Une dame en grand deuil se leva à l’aspect de M. Ralph ; mais elle semblait incapable de s’avancer à sa rencontre, et s’appuya sur le bras d’une frêle mais belle jeune fille d’environ dix-sept ans qui était assise auprès d’elle. Un jeune homme qui paraissait d’un ou deux ans plus âgé se leva et salua Ralph du titre d’oncle.

— Oh ! grommela Ralph en fronçant le sourcil, vous êtes Nicolas, je le suppose.

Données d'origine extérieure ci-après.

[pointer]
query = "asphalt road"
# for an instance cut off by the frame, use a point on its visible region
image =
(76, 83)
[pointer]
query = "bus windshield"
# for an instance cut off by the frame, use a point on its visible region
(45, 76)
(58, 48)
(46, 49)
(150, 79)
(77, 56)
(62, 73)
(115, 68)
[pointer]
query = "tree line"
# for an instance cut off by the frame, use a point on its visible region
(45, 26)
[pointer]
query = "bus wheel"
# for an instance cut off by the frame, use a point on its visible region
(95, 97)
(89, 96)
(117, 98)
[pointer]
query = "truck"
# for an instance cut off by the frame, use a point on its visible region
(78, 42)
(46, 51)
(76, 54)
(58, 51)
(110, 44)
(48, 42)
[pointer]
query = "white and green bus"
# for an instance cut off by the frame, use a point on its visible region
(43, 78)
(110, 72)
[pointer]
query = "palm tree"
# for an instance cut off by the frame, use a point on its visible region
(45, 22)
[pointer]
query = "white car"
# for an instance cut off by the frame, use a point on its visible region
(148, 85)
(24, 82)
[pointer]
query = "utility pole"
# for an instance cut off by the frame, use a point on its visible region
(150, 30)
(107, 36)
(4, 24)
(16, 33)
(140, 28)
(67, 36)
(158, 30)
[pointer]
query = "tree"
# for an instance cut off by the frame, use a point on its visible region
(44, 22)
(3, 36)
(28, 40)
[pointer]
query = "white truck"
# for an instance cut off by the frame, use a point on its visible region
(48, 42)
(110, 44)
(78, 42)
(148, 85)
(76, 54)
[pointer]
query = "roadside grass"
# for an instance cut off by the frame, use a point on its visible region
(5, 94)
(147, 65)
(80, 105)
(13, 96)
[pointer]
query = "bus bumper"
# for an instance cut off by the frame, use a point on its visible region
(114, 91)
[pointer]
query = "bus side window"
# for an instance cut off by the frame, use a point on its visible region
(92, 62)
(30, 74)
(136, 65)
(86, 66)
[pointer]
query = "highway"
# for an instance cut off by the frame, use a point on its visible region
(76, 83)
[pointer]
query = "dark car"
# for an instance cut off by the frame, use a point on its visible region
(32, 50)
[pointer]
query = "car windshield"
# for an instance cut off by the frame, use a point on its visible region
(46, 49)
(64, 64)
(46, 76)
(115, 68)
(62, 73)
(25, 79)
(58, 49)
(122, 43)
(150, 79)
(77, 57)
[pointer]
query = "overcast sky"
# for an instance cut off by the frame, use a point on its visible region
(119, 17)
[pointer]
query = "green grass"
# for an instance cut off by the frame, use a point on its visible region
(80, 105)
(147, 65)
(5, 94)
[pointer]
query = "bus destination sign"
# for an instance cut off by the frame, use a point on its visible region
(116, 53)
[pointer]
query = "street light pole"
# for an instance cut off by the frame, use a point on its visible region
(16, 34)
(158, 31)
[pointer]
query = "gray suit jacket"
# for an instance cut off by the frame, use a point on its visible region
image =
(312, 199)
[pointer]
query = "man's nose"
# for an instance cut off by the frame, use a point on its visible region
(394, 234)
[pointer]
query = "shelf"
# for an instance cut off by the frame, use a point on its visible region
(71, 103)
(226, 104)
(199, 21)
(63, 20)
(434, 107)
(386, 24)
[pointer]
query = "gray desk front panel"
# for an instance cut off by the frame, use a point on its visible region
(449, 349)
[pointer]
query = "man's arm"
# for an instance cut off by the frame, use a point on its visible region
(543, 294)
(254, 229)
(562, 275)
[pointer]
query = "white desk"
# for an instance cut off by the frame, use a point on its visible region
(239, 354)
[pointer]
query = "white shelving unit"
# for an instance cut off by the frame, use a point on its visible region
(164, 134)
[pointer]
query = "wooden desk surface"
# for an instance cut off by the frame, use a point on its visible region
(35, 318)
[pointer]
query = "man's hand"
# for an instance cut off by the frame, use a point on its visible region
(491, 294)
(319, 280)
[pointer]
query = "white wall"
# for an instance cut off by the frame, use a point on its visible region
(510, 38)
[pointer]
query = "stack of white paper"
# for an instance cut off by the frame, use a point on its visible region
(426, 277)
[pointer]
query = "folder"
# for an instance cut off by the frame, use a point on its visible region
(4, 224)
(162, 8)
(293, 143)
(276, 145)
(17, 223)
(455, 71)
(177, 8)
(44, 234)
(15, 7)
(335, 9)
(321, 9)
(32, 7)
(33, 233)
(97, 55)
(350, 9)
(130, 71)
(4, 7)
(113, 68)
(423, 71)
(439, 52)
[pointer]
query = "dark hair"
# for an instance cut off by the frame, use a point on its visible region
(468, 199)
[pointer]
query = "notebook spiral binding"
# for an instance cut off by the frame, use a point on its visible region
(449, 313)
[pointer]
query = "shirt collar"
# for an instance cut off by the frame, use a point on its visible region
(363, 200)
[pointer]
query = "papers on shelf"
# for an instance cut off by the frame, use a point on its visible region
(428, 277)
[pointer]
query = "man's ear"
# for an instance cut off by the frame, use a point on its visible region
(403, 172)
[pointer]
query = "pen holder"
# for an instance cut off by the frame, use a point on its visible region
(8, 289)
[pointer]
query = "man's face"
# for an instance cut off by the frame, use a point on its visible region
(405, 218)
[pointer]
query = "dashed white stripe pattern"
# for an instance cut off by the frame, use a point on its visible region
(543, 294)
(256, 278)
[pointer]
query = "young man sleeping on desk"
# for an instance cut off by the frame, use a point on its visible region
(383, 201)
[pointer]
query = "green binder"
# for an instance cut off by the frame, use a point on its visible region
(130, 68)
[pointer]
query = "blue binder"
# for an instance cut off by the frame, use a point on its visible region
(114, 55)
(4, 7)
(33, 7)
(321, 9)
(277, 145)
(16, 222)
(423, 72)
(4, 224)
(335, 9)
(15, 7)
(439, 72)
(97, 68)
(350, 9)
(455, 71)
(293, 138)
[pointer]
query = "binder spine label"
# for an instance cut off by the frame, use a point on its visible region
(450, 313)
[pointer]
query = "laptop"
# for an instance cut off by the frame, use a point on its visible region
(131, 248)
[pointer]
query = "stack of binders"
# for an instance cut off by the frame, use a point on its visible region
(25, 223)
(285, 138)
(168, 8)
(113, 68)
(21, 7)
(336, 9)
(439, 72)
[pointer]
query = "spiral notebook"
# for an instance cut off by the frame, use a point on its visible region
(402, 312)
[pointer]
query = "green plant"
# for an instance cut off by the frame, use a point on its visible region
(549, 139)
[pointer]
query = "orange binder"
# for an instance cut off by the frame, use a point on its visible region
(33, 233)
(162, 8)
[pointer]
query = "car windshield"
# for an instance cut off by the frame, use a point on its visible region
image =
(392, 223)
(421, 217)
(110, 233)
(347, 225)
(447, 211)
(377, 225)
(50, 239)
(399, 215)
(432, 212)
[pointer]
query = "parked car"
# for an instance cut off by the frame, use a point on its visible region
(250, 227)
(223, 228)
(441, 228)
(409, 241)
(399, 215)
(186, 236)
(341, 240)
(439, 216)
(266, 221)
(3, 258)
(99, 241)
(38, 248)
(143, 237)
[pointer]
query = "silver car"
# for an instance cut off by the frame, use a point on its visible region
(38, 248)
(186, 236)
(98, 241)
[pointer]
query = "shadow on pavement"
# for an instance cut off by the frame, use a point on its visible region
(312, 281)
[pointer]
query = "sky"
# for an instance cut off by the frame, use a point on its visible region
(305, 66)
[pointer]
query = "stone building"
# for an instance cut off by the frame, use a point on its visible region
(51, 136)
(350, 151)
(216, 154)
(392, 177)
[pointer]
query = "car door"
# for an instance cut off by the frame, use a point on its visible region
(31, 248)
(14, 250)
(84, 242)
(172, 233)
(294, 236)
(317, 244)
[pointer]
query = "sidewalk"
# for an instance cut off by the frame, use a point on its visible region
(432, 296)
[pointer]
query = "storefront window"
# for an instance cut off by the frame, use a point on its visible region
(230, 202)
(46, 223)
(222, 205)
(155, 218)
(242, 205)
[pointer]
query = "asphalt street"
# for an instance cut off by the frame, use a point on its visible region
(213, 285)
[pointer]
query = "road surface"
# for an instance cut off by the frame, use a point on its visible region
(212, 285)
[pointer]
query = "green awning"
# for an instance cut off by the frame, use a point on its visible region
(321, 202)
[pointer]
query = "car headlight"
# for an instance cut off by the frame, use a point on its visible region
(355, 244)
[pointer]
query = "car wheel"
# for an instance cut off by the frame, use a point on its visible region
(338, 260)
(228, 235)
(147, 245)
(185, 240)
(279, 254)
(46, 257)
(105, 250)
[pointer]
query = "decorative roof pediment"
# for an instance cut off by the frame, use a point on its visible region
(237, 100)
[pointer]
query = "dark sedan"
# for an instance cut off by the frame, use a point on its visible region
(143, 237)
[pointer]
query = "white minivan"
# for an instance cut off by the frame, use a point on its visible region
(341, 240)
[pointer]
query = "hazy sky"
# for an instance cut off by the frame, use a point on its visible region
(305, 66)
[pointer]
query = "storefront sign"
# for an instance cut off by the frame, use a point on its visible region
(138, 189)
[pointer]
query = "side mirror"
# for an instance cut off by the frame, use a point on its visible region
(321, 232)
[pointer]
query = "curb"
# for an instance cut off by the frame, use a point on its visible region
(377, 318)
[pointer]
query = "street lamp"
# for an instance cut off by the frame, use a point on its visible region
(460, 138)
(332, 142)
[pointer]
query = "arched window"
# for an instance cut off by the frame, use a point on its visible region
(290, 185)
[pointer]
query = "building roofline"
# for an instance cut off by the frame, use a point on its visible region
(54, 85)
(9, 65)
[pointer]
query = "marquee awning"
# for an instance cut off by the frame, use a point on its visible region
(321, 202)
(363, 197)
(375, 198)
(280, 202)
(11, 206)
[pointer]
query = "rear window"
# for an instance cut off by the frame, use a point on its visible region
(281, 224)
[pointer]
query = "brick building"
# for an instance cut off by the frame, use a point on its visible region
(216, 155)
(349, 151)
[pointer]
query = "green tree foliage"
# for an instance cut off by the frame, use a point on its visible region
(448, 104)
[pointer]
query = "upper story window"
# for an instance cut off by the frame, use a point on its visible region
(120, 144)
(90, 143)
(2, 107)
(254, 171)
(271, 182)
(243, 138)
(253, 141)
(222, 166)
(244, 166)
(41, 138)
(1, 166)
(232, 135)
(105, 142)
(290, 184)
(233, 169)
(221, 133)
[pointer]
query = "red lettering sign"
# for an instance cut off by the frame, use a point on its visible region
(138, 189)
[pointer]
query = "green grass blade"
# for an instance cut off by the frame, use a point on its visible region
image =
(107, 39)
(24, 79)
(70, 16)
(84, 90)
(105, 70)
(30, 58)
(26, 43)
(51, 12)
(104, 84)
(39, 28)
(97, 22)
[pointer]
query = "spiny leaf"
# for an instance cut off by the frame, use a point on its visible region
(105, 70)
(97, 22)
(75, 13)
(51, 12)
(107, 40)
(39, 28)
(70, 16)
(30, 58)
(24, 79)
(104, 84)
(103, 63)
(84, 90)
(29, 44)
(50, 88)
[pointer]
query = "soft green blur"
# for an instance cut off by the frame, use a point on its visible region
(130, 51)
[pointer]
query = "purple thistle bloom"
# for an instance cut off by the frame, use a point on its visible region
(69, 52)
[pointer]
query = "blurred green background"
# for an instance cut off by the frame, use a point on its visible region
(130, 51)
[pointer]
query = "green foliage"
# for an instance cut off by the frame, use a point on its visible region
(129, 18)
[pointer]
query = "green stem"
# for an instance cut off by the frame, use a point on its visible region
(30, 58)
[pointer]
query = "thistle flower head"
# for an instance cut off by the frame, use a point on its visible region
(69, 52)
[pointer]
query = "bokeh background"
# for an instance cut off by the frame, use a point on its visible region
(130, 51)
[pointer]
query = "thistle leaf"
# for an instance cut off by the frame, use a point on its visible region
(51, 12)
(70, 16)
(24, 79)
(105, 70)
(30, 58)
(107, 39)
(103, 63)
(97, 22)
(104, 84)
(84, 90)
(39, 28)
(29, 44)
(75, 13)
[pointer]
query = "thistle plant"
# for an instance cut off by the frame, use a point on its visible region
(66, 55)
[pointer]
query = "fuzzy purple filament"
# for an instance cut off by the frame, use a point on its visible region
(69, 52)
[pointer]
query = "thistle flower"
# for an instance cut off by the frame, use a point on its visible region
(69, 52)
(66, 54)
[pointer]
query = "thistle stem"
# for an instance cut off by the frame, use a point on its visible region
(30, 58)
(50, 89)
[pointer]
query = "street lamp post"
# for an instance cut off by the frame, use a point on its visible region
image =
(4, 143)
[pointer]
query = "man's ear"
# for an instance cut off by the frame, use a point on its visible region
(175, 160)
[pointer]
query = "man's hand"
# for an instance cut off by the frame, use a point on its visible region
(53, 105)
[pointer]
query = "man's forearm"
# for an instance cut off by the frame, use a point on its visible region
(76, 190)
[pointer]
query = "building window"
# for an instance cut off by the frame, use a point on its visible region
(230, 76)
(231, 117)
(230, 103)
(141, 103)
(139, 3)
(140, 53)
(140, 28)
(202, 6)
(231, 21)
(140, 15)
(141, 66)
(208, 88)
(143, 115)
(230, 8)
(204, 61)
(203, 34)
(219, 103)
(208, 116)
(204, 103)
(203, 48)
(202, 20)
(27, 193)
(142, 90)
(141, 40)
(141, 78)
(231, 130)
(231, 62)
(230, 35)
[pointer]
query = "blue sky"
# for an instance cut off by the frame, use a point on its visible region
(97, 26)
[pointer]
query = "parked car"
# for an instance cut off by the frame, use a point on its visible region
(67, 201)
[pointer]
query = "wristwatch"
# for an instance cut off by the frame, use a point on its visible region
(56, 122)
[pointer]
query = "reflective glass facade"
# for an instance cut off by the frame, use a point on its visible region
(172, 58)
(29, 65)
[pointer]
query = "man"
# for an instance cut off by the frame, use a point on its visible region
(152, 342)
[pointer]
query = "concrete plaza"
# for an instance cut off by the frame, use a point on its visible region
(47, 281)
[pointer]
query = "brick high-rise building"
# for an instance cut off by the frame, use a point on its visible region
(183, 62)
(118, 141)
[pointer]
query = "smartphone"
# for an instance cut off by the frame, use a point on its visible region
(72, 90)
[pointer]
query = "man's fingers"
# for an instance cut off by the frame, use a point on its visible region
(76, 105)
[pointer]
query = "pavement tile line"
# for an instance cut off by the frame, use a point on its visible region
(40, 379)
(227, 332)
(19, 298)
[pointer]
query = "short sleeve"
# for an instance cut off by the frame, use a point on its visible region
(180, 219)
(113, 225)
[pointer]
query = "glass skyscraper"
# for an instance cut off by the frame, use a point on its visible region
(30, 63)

— C’est mon nom, Monsieur, répondit le jeune homme. — Prenez mon chapeau, dit Ralph d’un ton impérieux. Eh bien ! Madame, comment vous portez-vous ? Il faut vous roidir contre la douleur. C’est ce que je fais toujours. — Ce n’est point une perte ordinaire, dit madame Nickleby en mettant son mouchoir sur ses yeux.

— Elle n’a rien d’extraordinaire, Madame, reprit Ralph tout en déboutonnant froidement son surtout. Les maris meurent tous les jours, Madame. Vous ne m’avez pas dit dans votre lettre quelle était la maladie de mon frère, Madame ? — Le docteur n’en a pu fixer le nom, dit madame Nickleby en fondant en larmes ; nous n’avons que trop sujet de craindre qu’il ne soit mort parce qu’il avait le cœur brisé.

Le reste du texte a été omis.